First, they questioned the external validity of our results since we induced GA using propofol target-controlled infusion (TCI) system. They are correct when claiming that TCI is not commonly used to induce GA for IOP measurement. However, we used TCI in the study design in order to standardize propofol induction in an objective, verified manner. Our results show that the pure pharmacodynamic effects of propofol do not include reduction of IOP, and therefore, any observed changes in IOP during induction are caused by other factors. These could potentially include propofol overdose or aggressive bolusing, among other etiologies. It was also argued that TCI models were developed using healthy subjects and might not be appropriate for other populations. While we agree with this comment, we feel that the alternative study design, namely blousing propofol in a fixed dose (eg, 2 mg/kg) would not be more appropriate to answer the study question regarding the pharmacodynamic relationship of propofol and IOP. Furthermore, TCI use in morbid and critically ill populations is described for both anesthesia and sedation,2,3 which may be a relevant option for IOP measurements in certain noncooperative populations.

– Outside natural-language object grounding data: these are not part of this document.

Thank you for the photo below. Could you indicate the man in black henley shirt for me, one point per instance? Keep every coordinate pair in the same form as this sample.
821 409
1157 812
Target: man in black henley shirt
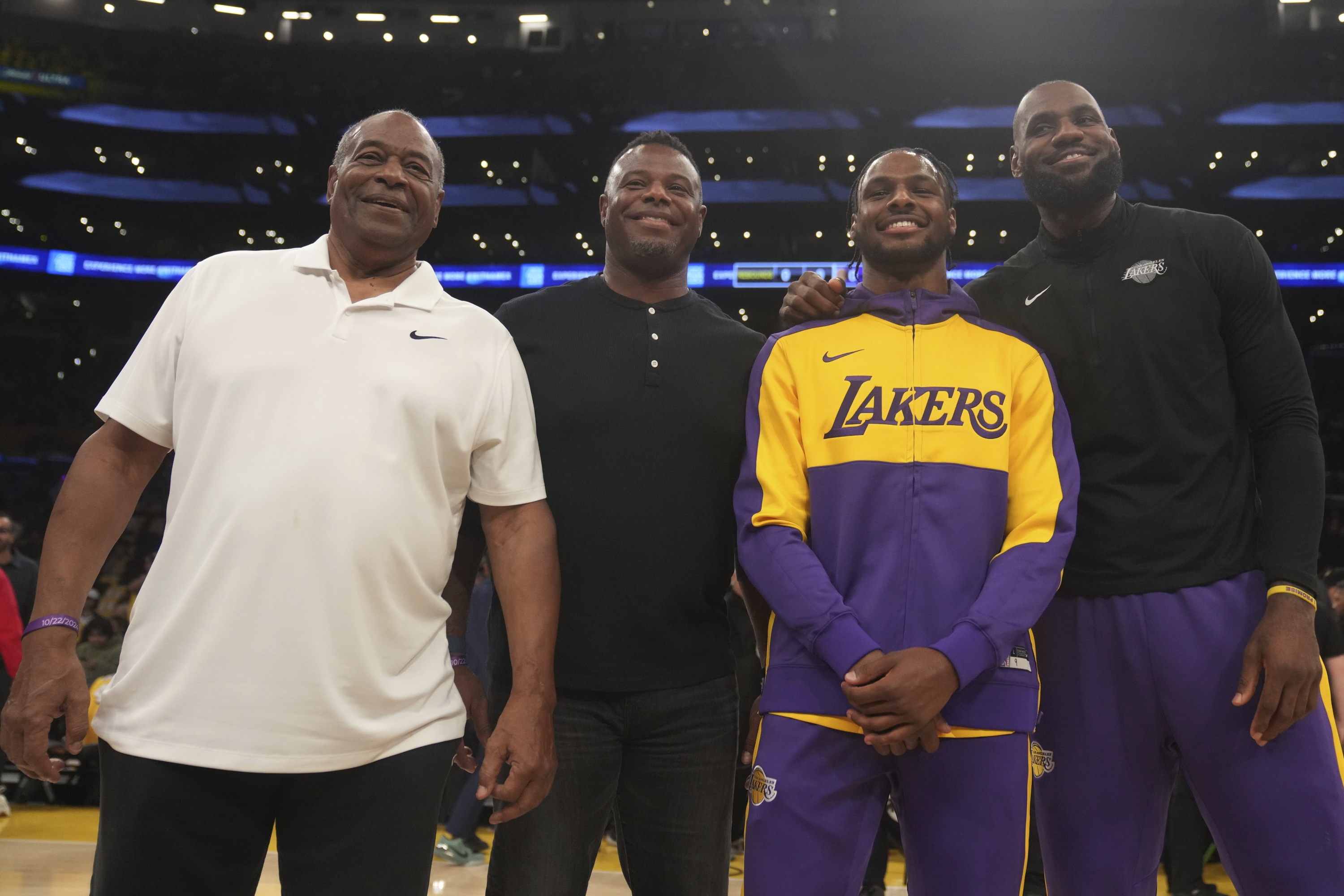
640 393
1191 582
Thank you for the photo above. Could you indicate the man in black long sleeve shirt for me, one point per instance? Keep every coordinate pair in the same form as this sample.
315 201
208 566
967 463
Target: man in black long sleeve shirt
640 393
1198 519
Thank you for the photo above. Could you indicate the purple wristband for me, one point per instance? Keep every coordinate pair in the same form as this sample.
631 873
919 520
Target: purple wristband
46 622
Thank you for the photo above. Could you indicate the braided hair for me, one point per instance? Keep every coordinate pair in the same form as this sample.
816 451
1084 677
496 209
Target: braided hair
949 189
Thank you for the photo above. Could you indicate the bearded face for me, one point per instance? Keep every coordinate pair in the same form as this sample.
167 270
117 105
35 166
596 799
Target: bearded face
1074 193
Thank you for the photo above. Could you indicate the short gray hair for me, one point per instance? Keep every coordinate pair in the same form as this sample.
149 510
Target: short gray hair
346 148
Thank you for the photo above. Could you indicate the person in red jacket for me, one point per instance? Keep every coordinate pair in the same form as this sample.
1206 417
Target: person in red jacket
11 630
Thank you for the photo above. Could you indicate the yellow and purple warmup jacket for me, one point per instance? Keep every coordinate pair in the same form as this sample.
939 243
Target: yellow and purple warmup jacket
909 482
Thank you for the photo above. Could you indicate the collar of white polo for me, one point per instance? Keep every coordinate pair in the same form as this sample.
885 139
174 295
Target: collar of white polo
420 291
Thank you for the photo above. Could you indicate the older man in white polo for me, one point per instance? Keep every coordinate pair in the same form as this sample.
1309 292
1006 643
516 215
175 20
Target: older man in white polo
331 410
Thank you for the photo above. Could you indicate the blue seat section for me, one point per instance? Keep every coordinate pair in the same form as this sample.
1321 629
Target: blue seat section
496 125
772 191
1002 117
146 189
726 120
1285 113
988 190
1289 187
967 117
182 123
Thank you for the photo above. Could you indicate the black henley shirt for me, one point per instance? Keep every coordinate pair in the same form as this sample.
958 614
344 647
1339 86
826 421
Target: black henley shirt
1191 409
642 424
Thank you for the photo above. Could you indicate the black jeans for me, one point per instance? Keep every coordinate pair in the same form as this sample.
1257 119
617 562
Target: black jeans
664 762
183 829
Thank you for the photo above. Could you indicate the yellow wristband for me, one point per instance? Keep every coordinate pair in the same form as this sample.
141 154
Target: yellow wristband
1293 590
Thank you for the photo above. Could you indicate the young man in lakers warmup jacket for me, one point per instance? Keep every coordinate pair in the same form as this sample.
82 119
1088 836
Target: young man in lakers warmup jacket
906 505
1185 629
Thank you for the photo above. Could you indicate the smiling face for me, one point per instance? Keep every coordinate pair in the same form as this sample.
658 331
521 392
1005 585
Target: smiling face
902 220
386 195
651 209
1064 151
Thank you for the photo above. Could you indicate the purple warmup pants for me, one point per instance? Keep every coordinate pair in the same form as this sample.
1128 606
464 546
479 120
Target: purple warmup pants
1129 687
818 797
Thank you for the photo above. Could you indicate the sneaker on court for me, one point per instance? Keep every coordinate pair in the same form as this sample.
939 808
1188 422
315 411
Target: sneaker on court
456 851
1202 890
475 844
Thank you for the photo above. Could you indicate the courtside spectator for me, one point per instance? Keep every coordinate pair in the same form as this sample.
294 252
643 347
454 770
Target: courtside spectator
11 630
1335 589
21 569
99 649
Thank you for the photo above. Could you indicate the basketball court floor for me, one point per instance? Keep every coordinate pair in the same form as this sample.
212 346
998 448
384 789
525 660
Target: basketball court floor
47 851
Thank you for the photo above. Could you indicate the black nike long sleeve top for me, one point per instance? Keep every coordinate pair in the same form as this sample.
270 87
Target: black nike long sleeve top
1191 408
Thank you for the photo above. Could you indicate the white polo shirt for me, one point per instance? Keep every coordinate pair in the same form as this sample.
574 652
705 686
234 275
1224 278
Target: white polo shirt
292 620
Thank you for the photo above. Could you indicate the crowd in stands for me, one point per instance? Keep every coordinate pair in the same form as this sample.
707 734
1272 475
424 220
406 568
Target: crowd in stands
107 613
109 607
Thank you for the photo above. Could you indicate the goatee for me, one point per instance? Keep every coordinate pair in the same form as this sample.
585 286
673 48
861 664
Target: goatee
654 248
906 257
1053 191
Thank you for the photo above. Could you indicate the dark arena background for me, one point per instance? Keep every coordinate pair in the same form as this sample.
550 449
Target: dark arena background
142 136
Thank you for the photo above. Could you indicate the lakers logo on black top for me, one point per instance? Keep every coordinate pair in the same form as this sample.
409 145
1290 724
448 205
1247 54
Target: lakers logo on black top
1146 272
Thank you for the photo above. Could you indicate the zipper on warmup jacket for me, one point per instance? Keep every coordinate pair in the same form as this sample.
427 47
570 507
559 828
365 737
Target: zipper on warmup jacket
914 477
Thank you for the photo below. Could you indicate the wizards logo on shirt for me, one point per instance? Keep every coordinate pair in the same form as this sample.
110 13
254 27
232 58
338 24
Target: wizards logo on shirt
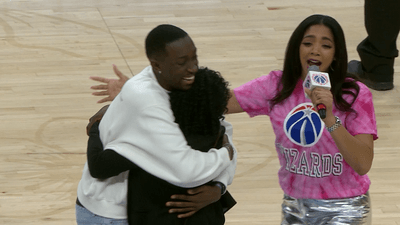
303 126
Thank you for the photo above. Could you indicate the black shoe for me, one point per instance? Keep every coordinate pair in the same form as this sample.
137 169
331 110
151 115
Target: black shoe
355 67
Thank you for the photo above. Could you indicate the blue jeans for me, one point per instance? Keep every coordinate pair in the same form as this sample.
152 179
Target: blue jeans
85 217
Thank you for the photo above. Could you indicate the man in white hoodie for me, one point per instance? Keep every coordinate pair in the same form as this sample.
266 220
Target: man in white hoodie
139 125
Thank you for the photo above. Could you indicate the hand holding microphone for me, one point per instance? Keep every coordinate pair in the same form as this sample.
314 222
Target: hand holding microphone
316 78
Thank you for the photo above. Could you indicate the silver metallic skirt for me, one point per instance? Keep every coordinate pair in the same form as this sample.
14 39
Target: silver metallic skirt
356 210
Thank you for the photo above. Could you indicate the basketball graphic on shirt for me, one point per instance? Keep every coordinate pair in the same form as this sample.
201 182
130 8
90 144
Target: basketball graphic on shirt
303 126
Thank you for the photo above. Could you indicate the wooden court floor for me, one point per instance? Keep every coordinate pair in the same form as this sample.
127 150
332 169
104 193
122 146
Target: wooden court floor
49 48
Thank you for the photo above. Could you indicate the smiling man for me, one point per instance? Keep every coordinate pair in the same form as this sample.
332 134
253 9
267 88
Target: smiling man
139 125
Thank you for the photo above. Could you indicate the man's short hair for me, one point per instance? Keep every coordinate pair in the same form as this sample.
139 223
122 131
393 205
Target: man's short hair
160 36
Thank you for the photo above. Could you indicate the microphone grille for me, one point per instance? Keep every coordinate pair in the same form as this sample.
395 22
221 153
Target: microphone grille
313 68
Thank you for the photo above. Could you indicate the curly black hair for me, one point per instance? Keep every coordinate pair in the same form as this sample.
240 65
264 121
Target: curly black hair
198 110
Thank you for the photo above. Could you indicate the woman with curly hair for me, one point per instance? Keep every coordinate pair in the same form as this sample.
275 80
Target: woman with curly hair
199 114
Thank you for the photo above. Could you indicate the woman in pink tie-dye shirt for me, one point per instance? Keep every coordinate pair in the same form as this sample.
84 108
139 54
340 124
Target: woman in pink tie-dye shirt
324 162
323 171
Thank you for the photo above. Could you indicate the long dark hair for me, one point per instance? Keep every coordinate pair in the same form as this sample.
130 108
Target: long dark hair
199 110
337 71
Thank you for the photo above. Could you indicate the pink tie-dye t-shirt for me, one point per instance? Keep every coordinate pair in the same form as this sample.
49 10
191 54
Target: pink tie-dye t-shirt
311 164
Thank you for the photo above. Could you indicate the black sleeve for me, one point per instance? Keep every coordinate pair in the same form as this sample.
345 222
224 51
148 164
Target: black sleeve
107 163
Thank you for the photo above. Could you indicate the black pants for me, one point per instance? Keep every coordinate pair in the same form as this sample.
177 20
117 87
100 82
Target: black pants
378 50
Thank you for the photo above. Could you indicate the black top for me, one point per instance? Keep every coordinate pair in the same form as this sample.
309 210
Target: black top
147 194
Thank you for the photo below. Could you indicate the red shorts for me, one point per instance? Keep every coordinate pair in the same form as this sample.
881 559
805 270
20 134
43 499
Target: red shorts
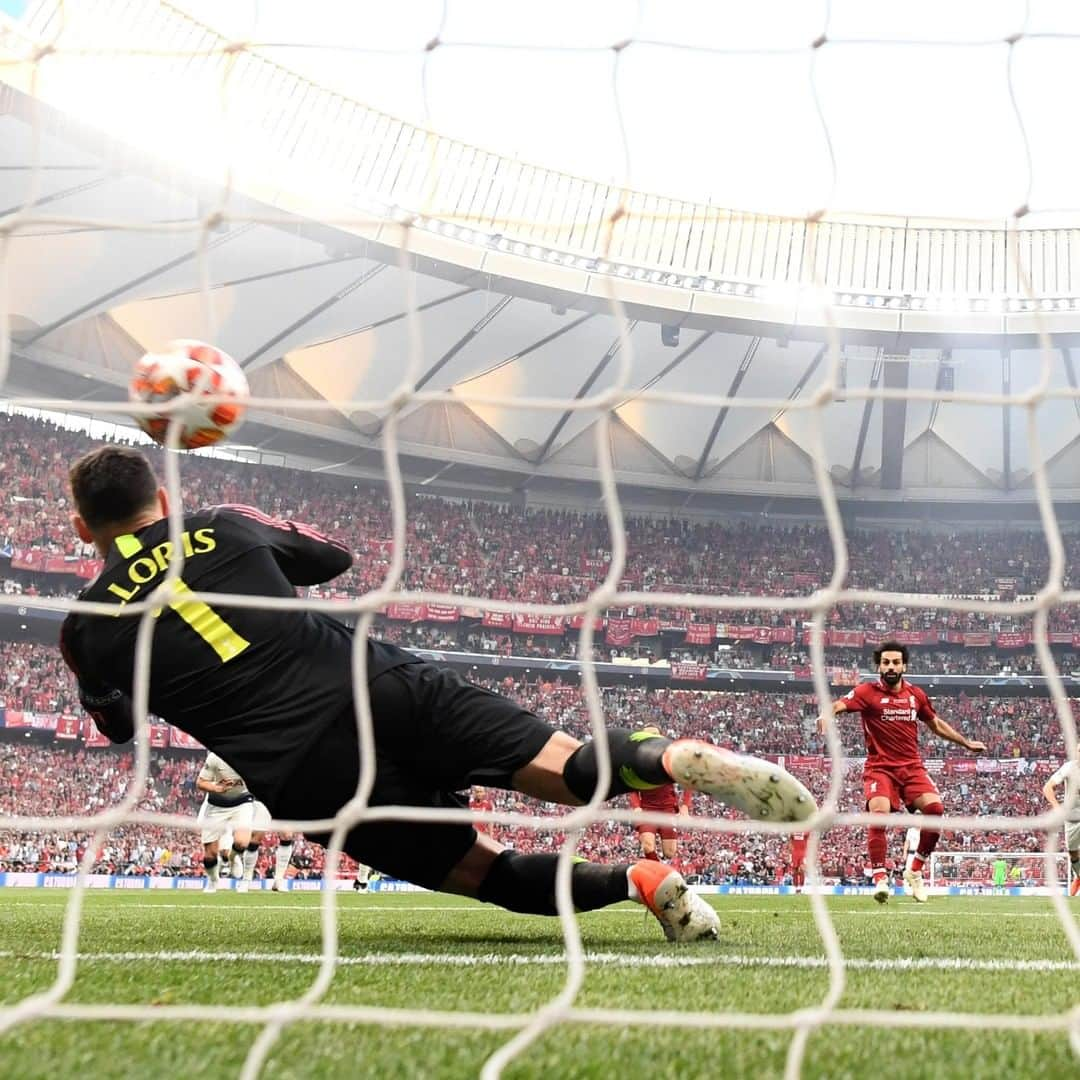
664 832
901 784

The authors also mentioned our use of several end-tidal concentrations of sevoflurane and raised concerns regarding comparing the effect of 0.5% to higher sevoflurane concentrations on IOP. It should be emphasized that we did not compare the effect of 0.5% to that of 2% or 5% sevoflurane, but rather showed that IOP did not differ in any of those concentrations when compared to the baseline, awake measurement. Furthermore, the 2 groups in our study only differed in the rapidity in which they achieved 5% end-tidal concentration, and our results show that even rapid rise in sevoflurane concentration does not alter the IOP in a clinically relevant manner.
We thank Mamata and colleagues for pointing out the important issue of use of muscle relaxants, since this was not properly described in our original article. Intubation was achieved in our study after administering rocuronium 0.6 mg/kg. Notably, even the use of this nondepolarizing muscle relaxant in its normal clinical dose did not cause a reduction of IOP in our cohort.
Lastly, they mention our measurement of IOP in both the operated and nonoperated eyes of our patients undergoing strabismus surgery, and raise the potential difference in IOP between the eyes due to extraocular tissue congestion as a result of the procedure. We wish to emphasize that all IOP measurements in our study were completed before the initiation of surgery.